Two Quintets, with Haydn in Between: The Aizuri Quartet and Pianist Ignat Solzhenitsyn

The Philadelphia Chamber Music Society brought its season to a close with the Aizuri Quartet making its debut in the series with a pair of Russian piano quintets, one well-known and one obscure.

The Philadelphia Chamber Music Society brought its season to a close with the Aizuri Quartet making its debut in the series with a pair of Russian piano quintets, one well-known and one obscure. Ignat Solzhenitsyn, a familiar face in these concerts, joined them for these performances, with a mid-period Haydn quartet in between.

The novelty of the program was Anatoly Drozdov’s 1920 Quintet. Drozdov (1883-1950), a pianist whose compositions heavily feature his instrument, was a close contemporary of Nikolai Miaskovsky, who’s not exactly a household name either although his Tenth Symphony was performed in this year’s Philadelphia Orchestra concerts. Both men, along with the elder statesman Alexander Glazunov, helped keep the flame of Russian music alive in the difficult days after the 1917 Revolution when its chief luminaries—Rachmaninoff, Stravinsky, and Prokofiev—either emigrated or remained abroad (Prokofiev returned to stay after 1933, lured by homesickness rather than Bolshevism).
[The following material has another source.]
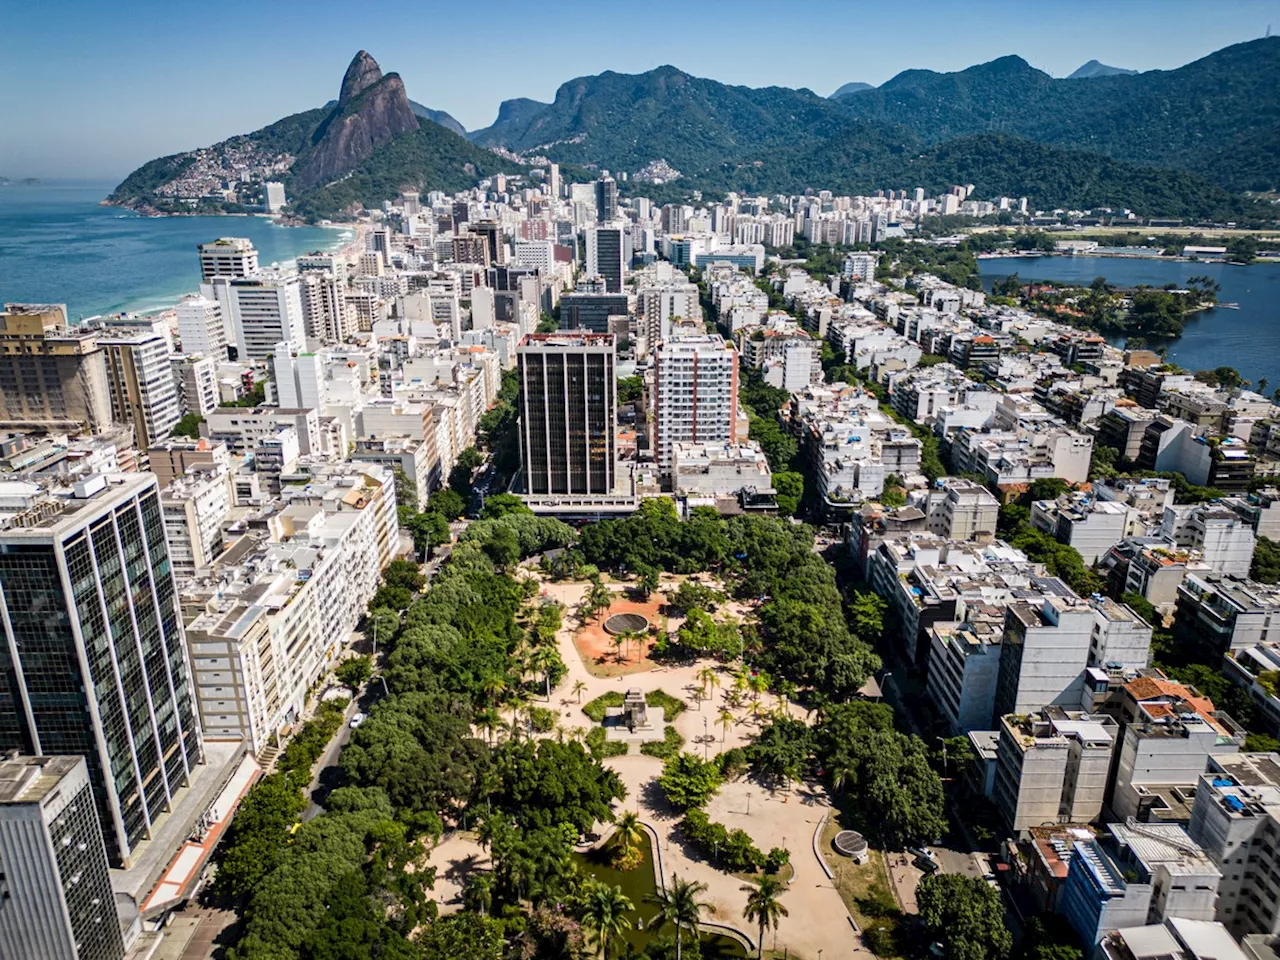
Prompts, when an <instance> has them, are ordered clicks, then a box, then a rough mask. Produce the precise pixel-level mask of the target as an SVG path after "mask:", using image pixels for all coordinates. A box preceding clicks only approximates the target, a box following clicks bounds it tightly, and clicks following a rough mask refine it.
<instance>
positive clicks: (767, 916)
mask: <svg viewBox="0 0 1280 960" xmlns="http://www.w3.org/2000/svg"><path fill="white" fill-rule="evenodd" d="M741 890H742V892H744V893H746V895H748V897H746V908H744V910H742V916H744V918H745V919H748V920H751V922H754V923H755V924H756V925H758V927H759V929H760V942H759V943H758V945H756V952H755V956H756V960H760V957H763V956H764V929H765V927H773V936H774V937H777V933H778V920H781V919H782V918H783V916H786V915H787V909H786V908H785V906H782V904H781V902H778V897H780V896H782V892H783V891H785V890H786V887H783V886H782V882H781V881H780V879H778V878H777V877H774V876H773V874H772V873H765V874H764V876H762V877H756V878H755V881H754V882H751V883H748V884H746V886H744V887H741Z"/></svg>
Like his mentor Alexander Scriabin, Drozdov experimented with a musical chromaticism that pushed the bounds of tonality without ever quite abandoning them. His Piano Quintet, a twenty-five minute work in one movement, is among his more substantial compositions. By turns brooding, dreamy, and agitated, it is unlikely to achieve repertory status, but it is a serious work and proved well worth hearing. The Aizuri players, who have been in residence at the Curtis institute, seemed at times a little out of their league with the formidable Solzhenitsyn, but cellist Karen Ouzounian stood out as a strong performer.

Haydn’s Quartet, Op. 33, No. 1, is in a key, B Minor, not only unusual for him but, as Misha Amory pointed out in his program notes, for the quartet literature in general—I can think offhand of only one other prominent example, Prokofiev’s First Quartet, needless to say a very different work. The Haydn is a mercurial piece, with a touch of the Sturm und Drang volatility characteristic of his mid-period symphonies although with little of their gravity: a salutary and thoroughly entertaining reminder of how emotionally complex and unpredictable Haydn can be, and how much of restless invention the classical style can accommodate. The Aizuri fared better here, with dexterous exchanges if not a fully robust tone.
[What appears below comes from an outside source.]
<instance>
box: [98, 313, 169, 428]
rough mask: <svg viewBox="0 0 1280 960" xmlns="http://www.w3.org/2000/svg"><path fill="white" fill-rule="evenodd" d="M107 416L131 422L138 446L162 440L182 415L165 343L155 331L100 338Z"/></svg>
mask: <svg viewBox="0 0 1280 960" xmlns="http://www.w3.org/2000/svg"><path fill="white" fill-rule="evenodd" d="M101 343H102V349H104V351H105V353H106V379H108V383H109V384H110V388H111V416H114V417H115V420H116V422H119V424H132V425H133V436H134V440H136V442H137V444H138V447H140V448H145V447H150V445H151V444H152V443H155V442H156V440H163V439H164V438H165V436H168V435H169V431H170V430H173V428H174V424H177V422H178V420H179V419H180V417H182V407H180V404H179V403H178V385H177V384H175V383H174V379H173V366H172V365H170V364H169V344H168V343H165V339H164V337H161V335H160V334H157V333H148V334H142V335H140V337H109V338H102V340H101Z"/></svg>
Classicism made a strong comeback in the twentieth century through Igor Stravinsky who, after pushing post-Romantic primitivism to its limits in the Rite of Spring, found in it a dramatic break with Wagnerian afflatus. Shostakovich, as we know now, revered Stravinsky, but his own Romanticism would seem very far from classical models. There was a brief but significant period, however, in which classicism did find its way into his music, in the immediate pre-war years of 1938-40 that saw the composition of his First Quartet, his Sixth Symphony, and, most popularly, the Piano Quintet in G Minor, which was awarded the then-staggering sum of 100,000 rubles together with the Stalin Prize by Soviet authorities and remains perhaps the most popular composition of the twentieth century for its ensemble.

The work begins with declamatory passages for the piano alone, played with characteristic authority by Mr. Solzhenitsyn and leading to a slowly-unfolding fugue in the strings. The clarity and occasional astringency of the writing steers the music clear of any portentousness, and the interweaving of the piano with the body of the strings shows a masterful thinking-out of the sonic possibilities and relationships of the quintet form in modern terms. The restrained yet impassioned climax of the slow movement sounds the darkest emotional note of the work, and it returns in the Presto finale as a reminder of the music’s deeper business, but, deftly switching gears—a trick at which Shostakovich was as adept as Haydn—it comes to a close on a rare note of serenity, and even with a wink. There were fine touches in the performance, including a lovely hand-off between Miho Saegusa’s first violin and Ayane Kozasa’s viola.

The PCMS series has won a devoted audience, and deservedly so. This final house, a full one, went away with evident satisfaction. Now the dry season begins in Philadelphia, at least for classical music. There must be a reason for it, but, for now . . . the rest will pretty much be silence.